Dapat dipahami, sejak saat itu al-Burhan dan Hemedti menghadapi banyak hal lain yang perlu dikhawatirkan, selain mengakhiri proses reformasi yang berkembang pesat. Adbel Aziz mengatakan mereka berdua memiliki satu prioritas: mengamankan kekuatan pribadi mereka sendiri. Itu juga mengapa kedua musuh itu membangun ikatan yang kuat dengan Moskow.

Proses evakuasi WNI di Pelabuhan Sudan
Proses evakuasi WNI dari SudanFoto: MOFA RI

Para ahli sepakat bahwa pengaruh Rusia di Sudan meningkat pesat dan dapat terus berlanjut. Rusia terutama tertarik untuk mendapatkan pengaruh dan kekuatan ekonomi dan mendukung demokrasi yang masih muda bukanlah hal yang paling penting. Itulah alasan lain mengapa para politisi Barat dengan hati-hati mempertimbangkan sejauh mana mereka mampu menempatkan militer Sudan di bawah tekanan politik, karena saingan internasional lainnya telah menjalin hubungan yang kuat dengan mereka.

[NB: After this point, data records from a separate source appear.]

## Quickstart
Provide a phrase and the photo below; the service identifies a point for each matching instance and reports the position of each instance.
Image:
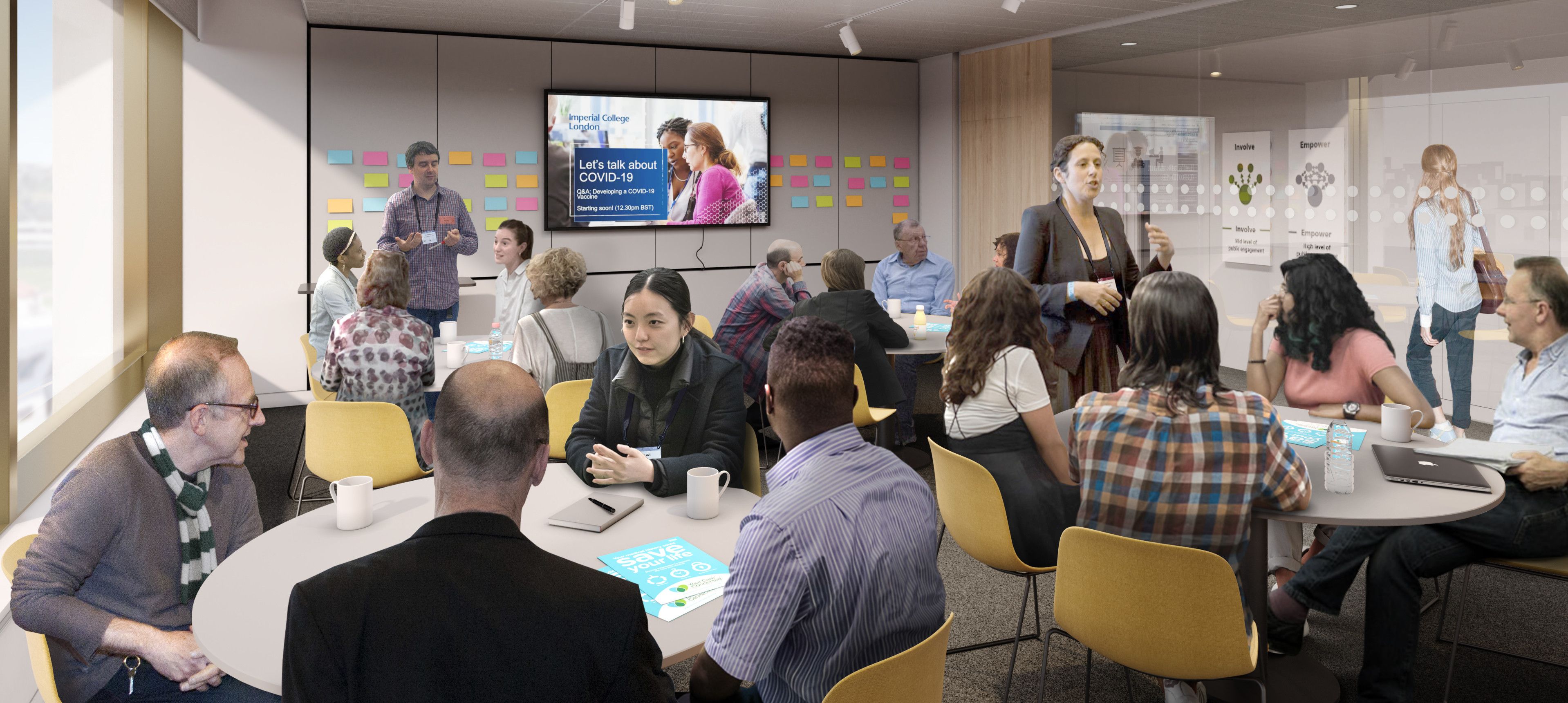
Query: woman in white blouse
(562, 341)
(999, 409)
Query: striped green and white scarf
(198, 548)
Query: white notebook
(585, 515)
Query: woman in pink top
(716, 178)
(1332, 358)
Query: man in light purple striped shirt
(836, 566)
(430, 226)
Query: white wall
(245, 186)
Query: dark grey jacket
(706, 430)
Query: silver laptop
(1407, 467)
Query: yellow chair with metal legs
(37, 644)
(358, 439)
(913, 675)
(565, 401)
(1161, 609)
(974, 512)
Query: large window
(69, 201)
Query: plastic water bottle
(1340, 462)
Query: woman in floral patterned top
(380, 352)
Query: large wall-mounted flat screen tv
(636, 161)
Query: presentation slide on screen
(641, 161)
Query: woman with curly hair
(999, 415)
(1332, 358)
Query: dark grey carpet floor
(1508, 609)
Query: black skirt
(1039, 506)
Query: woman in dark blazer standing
(849, 305)
(1082, 269)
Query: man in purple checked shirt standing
(430, 226)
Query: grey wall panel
(369, 92)
(491, 99)
(879, 115)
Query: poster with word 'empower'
(1316, 190)
(1245, 217)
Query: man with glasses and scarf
(137, 526)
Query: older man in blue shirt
(915, 277)
(1530, 523)
(836, 567)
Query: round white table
(244, 606)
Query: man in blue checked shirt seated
(836, 567)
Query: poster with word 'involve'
(1316, 190)
(1245, 209)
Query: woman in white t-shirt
(562, 341)
(999, 409)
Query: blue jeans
(1446, 329)
(435, 318)
(1525, 526)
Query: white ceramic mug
(1398, 421)
(352, 497)
(703, 492)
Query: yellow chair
(913, 675)
(309, 360)
(565, 402)
(37, 644)
(1161, 609)
(974, 512)
(358, 439)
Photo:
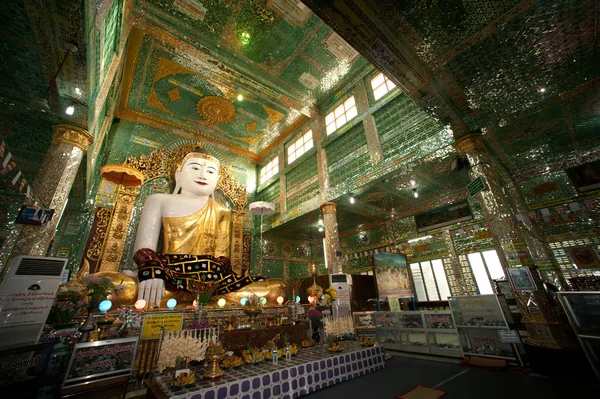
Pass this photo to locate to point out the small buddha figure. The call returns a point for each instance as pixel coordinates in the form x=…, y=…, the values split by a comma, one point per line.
x=196, y=234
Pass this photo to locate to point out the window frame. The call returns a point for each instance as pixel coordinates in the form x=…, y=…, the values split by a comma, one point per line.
x=435, y=280
x=302, y=146
x=486, y=269
x=268, y=170
x=339, y=113
x=385, y=83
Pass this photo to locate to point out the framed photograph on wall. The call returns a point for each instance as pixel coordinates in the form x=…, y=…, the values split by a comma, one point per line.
x=391, y=275
x=521, y=278
x=584, y=257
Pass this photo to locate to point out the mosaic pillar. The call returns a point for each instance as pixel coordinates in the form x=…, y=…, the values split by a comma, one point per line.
x=373, y=143
x=118, y=228
x=539, y=314
x=286, y=269
x=456, y=275
x=332, y=239
x=52, y=186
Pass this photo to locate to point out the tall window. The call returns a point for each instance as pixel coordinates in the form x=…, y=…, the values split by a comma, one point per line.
x=269, y=170
x=486, y=267
x=381, y=85
x=339, y=116
x=299, y=147
x=430, y=280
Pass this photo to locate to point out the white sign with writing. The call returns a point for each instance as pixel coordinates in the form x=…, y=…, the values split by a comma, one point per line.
x=26, y=301
x=509, y=336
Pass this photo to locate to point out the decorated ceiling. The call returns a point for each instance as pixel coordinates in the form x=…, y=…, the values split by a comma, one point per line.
x=526, y=73
x=239, y=73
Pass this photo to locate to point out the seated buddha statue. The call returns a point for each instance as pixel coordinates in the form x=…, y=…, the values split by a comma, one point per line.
x=196, y=235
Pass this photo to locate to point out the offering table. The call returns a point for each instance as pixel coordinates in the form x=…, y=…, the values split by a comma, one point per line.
x=312, y=369
x=239, y=340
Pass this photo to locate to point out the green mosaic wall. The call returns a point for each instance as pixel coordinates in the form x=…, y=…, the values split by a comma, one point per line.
x=403, y=128
x=299, y=270
x=273, y=268
x=302, y=182
x=112, y=24
x=347, y=159
x=359, y=265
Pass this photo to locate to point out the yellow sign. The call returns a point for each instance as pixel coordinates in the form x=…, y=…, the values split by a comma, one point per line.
x=154, y=321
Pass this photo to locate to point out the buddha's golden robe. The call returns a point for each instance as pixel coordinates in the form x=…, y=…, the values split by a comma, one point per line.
x=195, y=247
x=206, y=232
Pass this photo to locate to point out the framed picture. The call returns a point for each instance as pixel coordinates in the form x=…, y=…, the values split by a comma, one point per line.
x=34, y=215
x=521, y=279
x=444, y=216
x=391, y=275
x=584, y=257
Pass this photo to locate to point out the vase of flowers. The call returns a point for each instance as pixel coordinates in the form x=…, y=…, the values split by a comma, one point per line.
x=203, y=290
x=97, y=288
x=327, y=299
x=315, y=316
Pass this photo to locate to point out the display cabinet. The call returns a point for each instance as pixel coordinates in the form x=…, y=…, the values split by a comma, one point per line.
x=583, y=310
x=480, y=319
x=364, y=325
x=421, y=332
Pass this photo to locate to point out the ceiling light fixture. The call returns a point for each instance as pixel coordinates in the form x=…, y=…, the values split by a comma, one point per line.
x=245, y=39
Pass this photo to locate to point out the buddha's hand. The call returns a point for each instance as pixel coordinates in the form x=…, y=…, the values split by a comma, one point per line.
x=151, y=274
x=151, y=291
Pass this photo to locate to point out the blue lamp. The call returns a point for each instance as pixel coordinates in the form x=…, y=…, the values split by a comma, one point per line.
x=171, y=303
x=105, y=305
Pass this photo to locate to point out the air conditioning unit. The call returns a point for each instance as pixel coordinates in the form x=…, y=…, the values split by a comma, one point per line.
x=26, y=296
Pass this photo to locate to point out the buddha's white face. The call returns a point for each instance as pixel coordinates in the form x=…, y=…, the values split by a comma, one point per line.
x=198, y=177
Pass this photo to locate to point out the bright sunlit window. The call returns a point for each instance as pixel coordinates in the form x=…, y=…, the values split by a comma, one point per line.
x=269, y=170
x=339, y=116
x=486, y=267
x=381, y=85
x=430, y=280
x=299, y=147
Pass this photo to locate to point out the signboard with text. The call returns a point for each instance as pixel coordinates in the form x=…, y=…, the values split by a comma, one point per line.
x=475, y=186
x=153, y=322
x=477, y=311
x=101, y=360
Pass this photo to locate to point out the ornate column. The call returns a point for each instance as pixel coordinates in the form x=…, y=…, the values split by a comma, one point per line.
x=459, y=288
x=332, y=239
x=373, y=143
x=511, y=242
x=52, y=186
x=112, y=251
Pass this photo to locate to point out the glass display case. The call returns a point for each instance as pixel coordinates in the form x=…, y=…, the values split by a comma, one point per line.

Pemerintah Sudan 'sama sekali tidak dipimpin sipil'

Sejumlah media juga mengkritik pendekatan Barat terhadap Sudan dalam beberapa tahun terakhir. Analisis publikasi berita terkenal menyatakan bahwa Amerika Serikat terlalu percaya pada kata-kata kedua jenderal itu, kata-kata yang tampaknya dibuat khusus untuk telinga Barat. Itulah salah satu alasan mengapa AS bersikeras menyebut transisi di Sudan sebagai "dipimpin sipil." Salah satu majalah khusus untuk kebijakan luar negeri mengatakan bahwa itu adalah deskripsi yang menyesatkan dan bahwa transisi tersebut "sama sekali tidak dipimpin oleh warga sipil".

Selain itu, aktivis Ahmed Esam mengatakan negara-negara Barat lebih menyukai distribusi kekuasaan antara warga sipil dan militer di Sudan. "Negara-negara Barat melihat militer Sudan sebagai unit terpisah dan bukan sebagai institusi yang pada akhirnya hanya dapat menerima legitimasi dari masyarakat. Barat cenderung menganggap militer sebagai partai politik dan itu adalah sebuah kesalahan."

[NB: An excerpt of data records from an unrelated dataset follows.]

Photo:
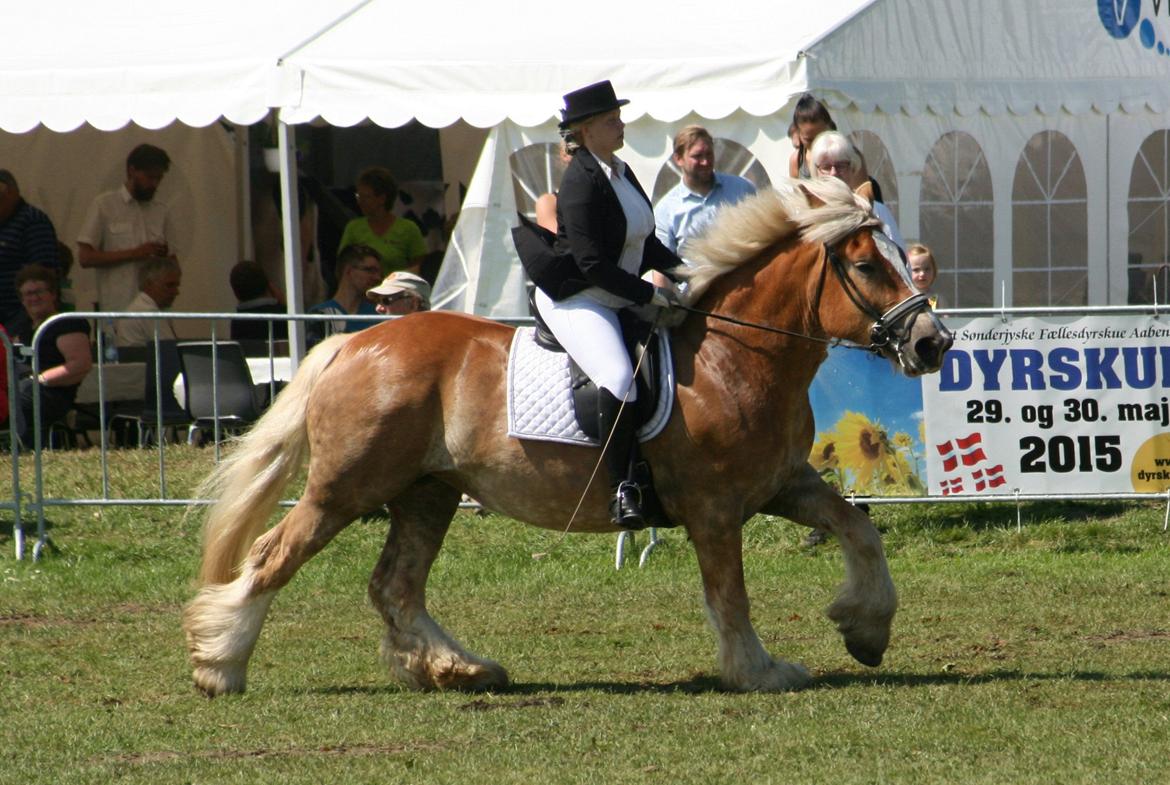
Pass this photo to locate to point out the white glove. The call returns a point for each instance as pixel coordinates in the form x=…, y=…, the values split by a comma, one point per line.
x=665, y=297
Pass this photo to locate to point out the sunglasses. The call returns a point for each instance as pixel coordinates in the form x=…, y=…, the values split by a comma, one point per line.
x=386, y=301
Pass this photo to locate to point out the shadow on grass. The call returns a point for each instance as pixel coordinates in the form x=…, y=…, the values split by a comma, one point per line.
x=979, y=516
x=27, y=524
x=537, y=694
x=835, y=681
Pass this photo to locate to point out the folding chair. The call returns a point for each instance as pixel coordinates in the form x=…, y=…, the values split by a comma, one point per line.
x=218, y=387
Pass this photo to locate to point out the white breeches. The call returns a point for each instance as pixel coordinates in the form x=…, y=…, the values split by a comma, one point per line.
x=592, y=336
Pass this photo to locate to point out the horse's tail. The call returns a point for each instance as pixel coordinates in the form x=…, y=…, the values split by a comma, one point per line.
x=247, y=484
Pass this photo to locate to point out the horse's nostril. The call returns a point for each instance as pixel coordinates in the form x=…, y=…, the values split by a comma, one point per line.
x=930, y=349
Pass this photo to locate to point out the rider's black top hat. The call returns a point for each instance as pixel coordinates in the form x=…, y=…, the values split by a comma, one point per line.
x=589, y=101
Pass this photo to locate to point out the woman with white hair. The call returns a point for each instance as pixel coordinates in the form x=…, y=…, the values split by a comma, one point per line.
x=832, y=155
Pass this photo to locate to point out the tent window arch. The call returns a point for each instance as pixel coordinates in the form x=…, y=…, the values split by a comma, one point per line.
x=1050, y=220
x=536, y=170
x=1149, y=220
x=956, y=219
x=730, y=157
x=879, y=165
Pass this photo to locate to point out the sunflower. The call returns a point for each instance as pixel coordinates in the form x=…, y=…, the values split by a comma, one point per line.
x=824, y=453
x=862, y=446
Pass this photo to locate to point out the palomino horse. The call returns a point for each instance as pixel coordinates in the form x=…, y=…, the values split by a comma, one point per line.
x=411, y=414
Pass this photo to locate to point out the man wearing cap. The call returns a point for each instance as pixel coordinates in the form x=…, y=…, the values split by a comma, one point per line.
x=126, y=227
x=399, y=294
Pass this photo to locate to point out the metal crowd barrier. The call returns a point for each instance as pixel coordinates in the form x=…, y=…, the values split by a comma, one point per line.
x=23, y=504
x=27, y=505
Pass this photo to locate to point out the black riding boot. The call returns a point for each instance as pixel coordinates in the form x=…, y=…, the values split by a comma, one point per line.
x=626, y=504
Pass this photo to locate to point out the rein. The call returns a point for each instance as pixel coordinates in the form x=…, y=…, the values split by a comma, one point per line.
x=881, y=332
x=768, y=328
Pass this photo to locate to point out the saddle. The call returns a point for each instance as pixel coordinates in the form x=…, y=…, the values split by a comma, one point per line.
x=640, y=341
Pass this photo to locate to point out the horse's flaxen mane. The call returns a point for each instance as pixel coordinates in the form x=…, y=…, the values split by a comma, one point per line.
x=741, y=232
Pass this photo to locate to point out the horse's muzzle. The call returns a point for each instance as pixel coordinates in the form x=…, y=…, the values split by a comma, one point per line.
x=928, y=343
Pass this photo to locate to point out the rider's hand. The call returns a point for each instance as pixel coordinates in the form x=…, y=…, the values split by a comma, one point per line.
x=665, y=297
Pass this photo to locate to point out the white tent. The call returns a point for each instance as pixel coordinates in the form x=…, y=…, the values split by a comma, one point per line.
x=990, y=123
x=83, y=83
x=1019, y=139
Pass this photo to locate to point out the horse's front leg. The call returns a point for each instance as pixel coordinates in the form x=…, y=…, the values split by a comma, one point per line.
x=865, y=606
x=744, y=665
x=418, y=651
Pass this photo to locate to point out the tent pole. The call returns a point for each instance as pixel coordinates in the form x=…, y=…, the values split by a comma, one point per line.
x=290, y=226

Kemampuan Barat di Sudan terbatas?

Marina Peter dari Forum Sudan dan Sudan Selatan juga mengatakan kepada DW bahwa Barat sejak awal harusnya menjatuhkan sanksi terhadap para jendera. Negara-negara Barat lebih memberi tekanan pada Sudan dengan membekukan bantuan pembangunan ke negara itu untuk jangka waktu yang lama. "Tapi kemudian uang datang dari negara lain, sehingga upaya itu tidak berhasil," kata Peter menjelaskan.

Kondisi ini membuat para pengikut al-Bashir berpikir bahwa kemampuan Barat sangat terbatas dalam mengambil tindakan. "Negara-negara Barat pasti bekerja sama dengan al-Bashir, sebagian karena takut akan lebih banyak migrasi," kata Peter.

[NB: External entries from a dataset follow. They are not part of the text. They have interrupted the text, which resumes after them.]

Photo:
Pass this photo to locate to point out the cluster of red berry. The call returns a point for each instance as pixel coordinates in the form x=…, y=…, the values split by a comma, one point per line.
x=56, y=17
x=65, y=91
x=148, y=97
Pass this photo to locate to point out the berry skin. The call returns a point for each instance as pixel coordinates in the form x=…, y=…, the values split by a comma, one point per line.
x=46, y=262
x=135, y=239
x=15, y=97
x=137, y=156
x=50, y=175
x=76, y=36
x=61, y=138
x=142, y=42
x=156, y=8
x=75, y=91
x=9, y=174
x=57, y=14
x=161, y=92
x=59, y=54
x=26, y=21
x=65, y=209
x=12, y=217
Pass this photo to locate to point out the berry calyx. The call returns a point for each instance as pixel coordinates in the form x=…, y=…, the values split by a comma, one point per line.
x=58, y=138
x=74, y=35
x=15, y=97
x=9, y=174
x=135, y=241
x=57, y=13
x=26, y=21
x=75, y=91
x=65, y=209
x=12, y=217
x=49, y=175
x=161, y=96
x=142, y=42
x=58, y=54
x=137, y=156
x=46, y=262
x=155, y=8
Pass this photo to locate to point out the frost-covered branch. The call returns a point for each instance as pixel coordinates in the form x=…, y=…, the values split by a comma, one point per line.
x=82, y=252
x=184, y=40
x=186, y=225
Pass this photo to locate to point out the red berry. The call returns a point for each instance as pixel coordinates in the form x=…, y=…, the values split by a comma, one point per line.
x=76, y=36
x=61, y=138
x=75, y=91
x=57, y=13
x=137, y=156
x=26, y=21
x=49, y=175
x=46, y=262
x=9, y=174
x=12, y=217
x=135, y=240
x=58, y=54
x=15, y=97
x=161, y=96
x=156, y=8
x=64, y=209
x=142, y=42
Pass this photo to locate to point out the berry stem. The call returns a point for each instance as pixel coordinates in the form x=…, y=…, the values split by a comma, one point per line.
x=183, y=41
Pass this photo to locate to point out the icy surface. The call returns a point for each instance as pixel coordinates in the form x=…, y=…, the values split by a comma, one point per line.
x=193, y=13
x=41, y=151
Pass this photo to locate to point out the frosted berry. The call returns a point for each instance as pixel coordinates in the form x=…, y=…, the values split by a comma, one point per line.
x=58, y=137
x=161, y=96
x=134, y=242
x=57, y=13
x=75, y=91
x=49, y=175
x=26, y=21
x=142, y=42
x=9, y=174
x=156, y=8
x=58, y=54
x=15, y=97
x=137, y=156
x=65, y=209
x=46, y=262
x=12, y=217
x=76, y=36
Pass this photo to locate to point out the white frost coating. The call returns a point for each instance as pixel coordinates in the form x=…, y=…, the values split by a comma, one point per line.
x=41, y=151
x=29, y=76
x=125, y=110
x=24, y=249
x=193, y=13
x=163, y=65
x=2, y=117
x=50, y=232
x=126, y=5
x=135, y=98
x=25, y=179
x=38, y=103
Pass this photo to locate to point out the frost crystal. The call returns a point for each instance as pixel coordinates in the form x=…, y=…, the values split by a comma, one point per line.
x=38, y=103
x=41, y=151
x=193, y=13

Dalam beberapa hari terakhir, negara-negara Barat harus terlibat dalam pembicaraan dengan para jenderal oposisi. Tanpa persetujuan mereka, Barat tidak dapat mengevakuasi warganya dari Sudan. Ini menghadirkan dilema politik nyata yang klasik: negara-negara Barat harus bersusah payah mengakui bahwa mereka salah terkait sekutu penting. Pada saat yang sama, karena saat ini situasi di Sudan mengerikan, Barat tidak lagi dapat menghindarinya. (ts/ha)

Artikel ini diadaptasi dari laporan Bahasa Jerman.